两人说说笑笑,不知不觉到了那屋舍门口。推门进来,只见厅堂摆放着许多农具,犁、耙、锄头、柴刀……左边长凳上坐着一对年青男女。男人拿着一只铁锤,叮叮当当,修理农具,女人缝?衣裳。显然才新婚不久,门板窗框上贴着尚未褪色的大红喜字。男人锤了几锤,便歇下手,俯在女人耳边低语几句。逗得女人笑靥如花,不时伸手去挠男人。虽然不知那男人说的什么,想来也是蚀骨、无法无天的情话。叶枫蓦地心里一酸:“我与影儿还不如普通男女来得快活。”

胡恨瞠目结舌地看着一个个红艳艳的喜字,胸口似被铁锤击了几下,连退了几步,忽然双手抱头,放声大叫,神色恐怖。那对男女吃了一惊,“啊”的一声,齐齐跳起。男的随即抓起一把柴刀,把女人拉到身后,道:“你……你们……是甚么……人……”不禁牙齿格格作响。胡恨后背撞到门板,收住脚步,脸上犹如罩了一层寒霜,对着那女人叫道:“你什么时候成的亲?为什么我不知道?”

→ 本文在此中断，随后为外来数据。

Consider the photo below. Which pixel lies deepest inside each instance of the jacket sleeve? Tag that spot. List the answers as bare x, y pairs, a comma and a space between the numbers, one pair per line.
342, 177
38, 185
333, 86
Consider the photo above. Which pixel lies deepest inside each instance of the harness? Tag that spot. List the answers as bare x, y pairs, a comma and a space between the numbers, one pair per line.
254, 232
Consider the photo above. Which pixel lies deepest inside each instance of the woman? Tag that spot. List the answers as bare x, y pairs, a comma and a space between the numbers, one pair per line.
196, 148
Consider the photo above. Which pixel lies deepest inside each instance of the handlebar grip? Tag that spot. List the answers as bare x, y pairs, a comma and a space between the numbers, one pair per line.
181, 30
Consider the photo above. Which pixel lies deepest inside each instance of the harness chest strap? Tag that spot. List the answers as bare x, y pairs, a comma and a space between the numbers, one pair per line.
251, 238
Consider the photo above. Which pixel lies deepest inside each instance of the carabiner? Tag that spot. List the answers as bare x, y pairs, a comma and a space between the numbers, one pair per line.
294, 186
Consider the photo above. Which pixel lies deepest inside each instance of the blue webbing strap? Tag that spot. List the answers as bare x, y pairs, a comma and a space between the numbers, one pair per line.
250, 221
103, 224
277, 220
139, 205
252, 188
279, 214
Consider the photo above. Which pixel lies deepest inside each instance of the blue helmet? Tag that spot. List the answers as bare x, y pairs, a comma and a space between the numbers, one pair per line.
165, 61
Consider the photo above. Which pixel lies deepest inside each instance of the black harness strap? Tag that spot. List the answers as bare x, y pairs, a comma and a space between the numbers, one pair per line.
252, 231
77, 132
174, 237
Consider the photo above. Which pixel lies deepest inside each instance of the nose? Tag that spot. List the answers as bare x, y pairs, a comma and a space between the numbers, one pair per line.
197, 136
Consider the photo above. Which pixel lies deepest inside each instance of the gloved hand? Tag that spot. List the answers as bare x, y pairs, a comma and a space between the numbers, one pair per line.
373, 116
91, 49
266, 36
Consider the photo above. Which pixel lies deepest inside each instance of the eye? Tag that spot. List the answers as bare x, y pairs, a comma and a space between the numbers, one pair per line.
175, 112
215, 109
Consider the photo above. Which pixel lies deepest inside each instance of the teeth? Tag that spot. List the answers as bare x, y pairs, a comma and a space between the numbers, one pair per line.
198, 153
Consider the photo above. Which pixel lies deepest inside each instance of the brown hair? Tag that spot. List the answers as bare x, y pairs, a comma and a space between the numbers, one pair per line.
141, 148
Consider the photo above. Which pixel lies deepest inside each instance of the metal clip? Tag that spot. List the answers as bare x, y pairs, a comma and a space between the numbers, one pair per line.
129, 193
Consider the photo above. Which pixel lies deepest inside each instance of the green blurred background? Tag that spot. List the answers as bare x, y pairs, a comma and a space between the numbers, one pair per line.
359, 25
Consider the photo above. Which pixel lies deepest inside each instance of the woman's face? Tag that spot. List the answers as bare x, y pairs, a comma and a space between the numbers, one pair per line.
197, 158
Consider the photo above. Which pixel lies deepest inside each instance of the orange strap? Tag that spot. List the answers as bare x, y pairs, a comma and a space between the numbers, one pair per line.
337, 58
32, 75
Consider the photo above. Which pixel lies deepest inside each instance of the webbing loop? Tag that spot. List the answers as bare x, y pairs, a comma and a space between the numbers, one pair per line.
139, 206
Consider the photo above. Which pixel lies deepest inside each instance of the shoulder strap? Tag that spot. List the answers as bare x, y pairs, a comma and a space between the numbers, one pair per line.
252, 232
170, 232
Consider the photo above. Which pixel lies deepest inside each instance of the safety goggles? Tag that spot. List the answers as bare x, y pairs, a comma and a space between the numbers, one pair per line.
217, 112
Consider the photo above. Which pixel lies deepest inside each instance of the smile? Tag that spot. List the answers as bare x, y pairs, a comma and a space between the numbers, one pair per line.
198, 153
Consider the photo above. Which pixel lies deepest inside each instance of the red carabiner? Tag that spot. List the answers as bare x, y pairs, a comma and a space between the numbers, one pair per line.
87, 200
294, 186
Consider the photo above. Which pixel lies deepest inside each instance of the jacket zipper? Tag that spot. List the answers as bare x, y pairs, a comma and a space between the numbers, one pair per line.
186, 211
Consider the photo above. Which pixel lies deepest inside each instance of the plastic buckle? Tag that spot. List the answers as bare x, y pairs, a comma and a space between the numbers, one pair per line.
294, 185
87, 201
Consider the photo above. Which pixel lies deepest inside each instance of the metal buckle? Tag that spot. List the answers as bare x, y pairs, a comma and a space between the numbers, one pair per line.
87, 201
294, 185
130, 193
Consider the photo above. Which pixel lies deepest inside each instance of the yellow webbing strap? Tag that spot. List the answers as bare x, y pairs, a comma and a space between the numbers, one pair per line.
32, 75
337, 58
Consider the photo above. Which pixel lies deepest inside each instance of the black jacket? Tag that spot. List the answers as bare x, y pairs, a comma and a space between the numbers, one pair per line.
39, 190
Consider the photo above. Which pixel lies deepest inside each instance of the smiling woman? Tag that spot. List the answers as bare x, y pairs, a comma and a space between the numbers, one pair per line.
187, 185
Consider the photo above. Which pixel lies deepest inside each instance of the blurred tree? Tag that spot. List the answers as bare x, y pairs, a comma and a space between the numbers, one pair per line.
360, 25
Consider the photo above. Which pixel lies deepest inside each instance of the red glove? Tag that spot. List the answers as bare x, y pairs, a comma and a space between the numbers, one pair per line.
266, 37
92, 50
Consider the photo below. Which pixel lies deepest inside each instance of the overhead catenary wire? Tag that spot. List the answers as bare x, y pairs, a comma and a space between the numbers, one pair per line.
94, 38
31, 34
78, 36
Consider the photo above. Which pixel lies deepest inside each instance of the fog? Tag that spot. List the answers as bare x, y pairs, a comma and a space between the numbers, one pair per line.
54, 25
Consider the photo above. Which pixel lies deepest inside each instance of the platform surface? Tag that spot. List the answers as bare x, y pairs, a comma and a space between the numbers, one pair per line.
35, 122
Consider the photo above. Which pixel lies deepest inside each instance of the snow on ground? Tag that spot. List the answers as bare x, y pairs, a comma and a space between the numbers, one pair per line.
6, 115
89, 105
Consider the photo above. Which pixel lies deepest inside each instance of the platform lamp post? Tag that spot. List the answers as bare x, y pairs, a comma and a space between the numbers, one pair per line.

叶枫心道:“这个傻子想女人想痴了。”身子斜立,暗自提神,万一胡恨有所异动,即可出手阻拦。那女人道:“我成亲关你什么事啊?”惊恐交加,忍不住哭了出来。胡恨大怒,反手一掌,把门板打破了个大洞,冷冷道:“怎么不关我的事?你说要和白首偕老的,为什么背着我,偷偷嫁给了别人?”叶枫暗暗叫苦:“我救了个疯子,不是自找麻烦么?”

男人柴刀在空中劈了几下,狠狠道:“我们根本不认识你,识相的快给我滚出去,否则我报官了!”说到最后,不由噗嗤一笑。这深山老林,连人都难得一见,更别说找官差了。胡恨沉着脸道:“你抢了我的掌门人也就罢了,还要来抢我的女人?要不要脸啊?她的肚子里已经怀了我的孩子!”

突然间欺身而上,左手疾伸,往男子喉咙扼去。纵使他只恢复了二三成功力,仍然劲风凌厉。男人不过没见过世面的山野村夫,哪识得精妙招数?气忿忿的道:“打架就打架,掐我的脖子做甚?我们又不是小孩子。”柴刀呼的一声,直直向他肩膀劈去。胡恨哼了一声,道:“你一直都不如我,你只会暗算别人!”手掌在他手肘一托,男人臂膀剧痛,柴刀激射而上,卟的一声,射破屋顶。胡恨跨上一步,一掌往他头顶拍落。

女人双膝一软,跪倒在地,哭道:“不要……不要……”叶枫冷笑一声,道:“想杀他们,除非先把我给杀了。”右手成爪,抓住了胡恨的手腕。胡恨奋力挣扎,却如蝼蚁撼树,叶枫纹丝不动,终究是内伤极重的缘故。叶枫笑道:“喜欢打架不是?来来来,我们出去大战三百回合。”拖着胡恨,往外走去。

胡恨手臂揽住一根厅柱,摇头说道:“我不打架。”原来他年轻时受过极大刺激,故而时常神智混乱,滥杀无辜。叶枫道:“你不和我打架,却和他打架,是瞧我不起,还是欺软怕硬?”胡恨眼光落在女人身上,低声说道:“他……他横刀夺爱。”胸口一酸,泪水一滴滴的掉了下来。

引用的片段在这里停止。